The job was as straight forward as others have described. The only time I had a problem was pushing in the white tab to be able to pull the old board out. That was a bit of a fiddle.

The only thing I found different was the grounding wire. On the original board, this wire was at the bottom of the board and hooked into a wire that ran into the refrigerator. On the new board, the wire was at the top of the board and had a metal loop on it. If I understand it correctly, with the new grounding system the wire is pushed into the space above the board. Then when the back plate is reattached the metal loop makes contact with it , thus grounding the refrigerator.
I chose to run the grounding wire through the original wire into the refrigerator. That meant cutting off the metal loop, slicing in an extra piece of wire to connect the grounding wire on the board to the grounding wire into the refrigerator.

I also now use a surge suppressor for the refrigerator. The “Moaning Myrtle” syndrome started after Hurricane Ike. I suspect the surge when the power was restored damaged the control board. And as so many people seem to have this “Moaning Myrtle” problem, I suspect the control board has little or no surge protection.

Iced up Freezer compartment in SxS

  • Customer: Jamison from Heltonville IN
  • Difficulty: Really easy
  • Time to Complete: Less than 15 mins
  • Tools Required:
  • 10 of 11 people found this instruction helpful
So I replaced a burnt out defrost heater; replaced the thermostat for good measure and STILL the freezer compartment was freezing up. WHY didn't I look more closely at the ice making system sooner!!?? Thought about it for a while and decided that it had to be that the solenoid in the water valve was NOT shutting off water flow to ice maker (overflowing the icemaker and running over & down interior of freezer compartment making an icberg).

Took off about 4-5 backcover screws with one size nut driver. Moved to a size larger driver to remove 1 screw holding on the water valve. And what some people don't realize is that you can push in the connectors (push them down) and THEN pull the water lines out as long as you're careful and someone hasn't already tugged on the waterlines with some force. You don't have to cut the lines off at the valve. Put the water lines in the new valve and put one screw back in it; then 4-5 backcover screws and you're done!!! At most 15 minutes...that is if you want to clean the condensor unit located behind the backcover (on the newer models within the last 4-6 years).

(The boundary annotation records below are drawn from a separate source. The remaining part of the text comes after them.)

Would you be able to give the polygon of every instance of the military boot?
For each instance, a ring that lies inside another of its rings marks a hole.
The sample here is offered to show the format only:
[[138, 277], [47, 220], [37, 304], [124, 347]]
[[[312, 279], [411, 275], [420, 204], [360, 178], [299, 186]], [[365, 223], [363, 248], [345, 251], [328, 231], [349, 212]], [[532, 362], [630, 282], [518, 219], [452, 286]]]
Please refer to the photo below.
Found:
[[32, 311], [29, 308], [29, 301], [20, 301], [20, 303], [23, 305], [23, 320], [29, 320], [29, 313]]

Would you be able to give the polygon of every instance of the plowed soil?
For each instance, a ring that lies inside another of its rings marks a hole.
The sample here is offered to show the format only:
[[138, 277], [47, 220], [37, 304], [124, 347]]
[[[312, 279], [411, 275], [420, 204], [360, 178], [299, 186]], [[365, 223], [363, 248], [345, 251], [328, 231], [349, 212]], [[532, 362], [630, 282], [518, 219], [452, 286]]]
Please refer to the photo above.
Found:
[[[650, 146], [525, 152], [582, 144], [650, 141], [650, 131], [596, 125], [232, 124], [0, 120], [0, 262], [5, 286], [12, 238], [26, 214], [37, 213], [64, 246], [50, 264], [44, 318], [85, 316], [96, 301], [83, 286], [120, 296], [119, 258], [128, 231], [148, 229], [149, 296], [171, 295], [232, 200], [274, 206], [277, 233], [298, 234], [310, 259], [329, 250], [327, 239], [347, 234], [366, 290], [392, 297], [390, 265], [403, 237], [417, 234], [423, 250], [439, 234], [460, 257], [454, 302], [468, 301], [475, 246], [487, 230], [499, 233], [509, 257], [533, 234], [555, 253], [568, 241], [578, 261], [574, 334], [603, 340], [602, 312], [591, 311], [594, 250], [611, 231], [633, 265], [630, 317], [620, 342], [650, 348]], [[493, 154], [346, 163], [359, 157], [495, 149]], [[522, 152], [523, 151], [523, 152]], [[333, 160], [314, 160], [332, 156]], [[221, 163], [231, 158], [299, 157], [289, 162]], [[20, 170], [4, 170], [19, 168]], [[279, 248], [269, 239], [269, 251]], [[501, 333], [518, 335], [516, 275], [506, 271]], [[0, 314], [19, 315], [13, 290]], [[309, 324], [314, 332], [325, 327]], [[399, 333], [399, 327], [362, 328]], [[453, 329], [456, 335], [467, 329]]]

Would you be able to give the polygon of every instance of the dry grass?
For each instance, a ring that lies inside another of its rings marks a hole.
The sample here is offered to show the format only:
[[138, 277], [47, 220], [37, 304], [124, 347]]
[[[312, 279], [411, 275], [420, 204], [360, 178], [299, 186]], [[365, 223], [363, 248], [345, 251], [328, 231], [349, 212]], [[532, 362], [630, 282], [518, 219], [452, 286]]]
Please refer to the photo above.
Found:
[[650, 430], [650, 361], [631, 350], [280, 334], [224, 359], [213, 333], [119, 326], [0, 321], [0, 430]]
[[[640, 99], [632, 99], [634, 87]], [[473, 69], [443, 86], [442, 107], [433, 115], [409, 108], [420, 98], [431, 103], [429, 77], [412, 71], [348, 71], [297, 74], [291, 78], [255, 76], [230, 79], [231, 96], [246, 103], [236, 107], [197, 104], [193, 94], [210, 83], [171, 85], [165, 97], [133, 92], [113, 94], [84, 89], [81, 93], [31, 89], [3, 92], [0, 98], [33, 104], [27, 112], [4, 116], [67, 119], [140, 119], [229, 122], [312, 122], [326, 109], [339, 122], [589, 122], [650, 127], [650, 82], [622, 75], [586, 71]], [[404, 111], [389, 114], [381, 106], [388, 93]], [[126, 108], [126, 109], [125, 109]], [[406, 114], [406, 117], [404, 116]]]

EASY!!! Do it yourself and save a BUNCH of money. If you're getting a flooded freezer compartment or icebergs created in there then check whenever you hear the icemaker drawing in water and see if water is running down the interior.....problem solved!

Ice dispenser door sticking open.

  • Customer: Wallace from Oxford ME
  • Difficulty: Easy
  • Time to Complete: 15 - 30 mins
  • Tools Required: Screw drivers
  • 11 of 14 people found this instruction helpful
Unplugged power cord. Used a small screw driver to release the bottom of the control panel. Pulled it out and unplugged wires, then set it aside. Removed 4 screws from the housing shield and pulled it out. Now the solenoid assembly and related parts are accessable. I removed the solenoid assembly by loosening the top screw and removing the 2 bottom screws. This was the main problem, but I also replaced related parts that were worn or corroded. I also cleaned and disinfected everything in there while I had it apart because it was pretty nasty! Now it works like new.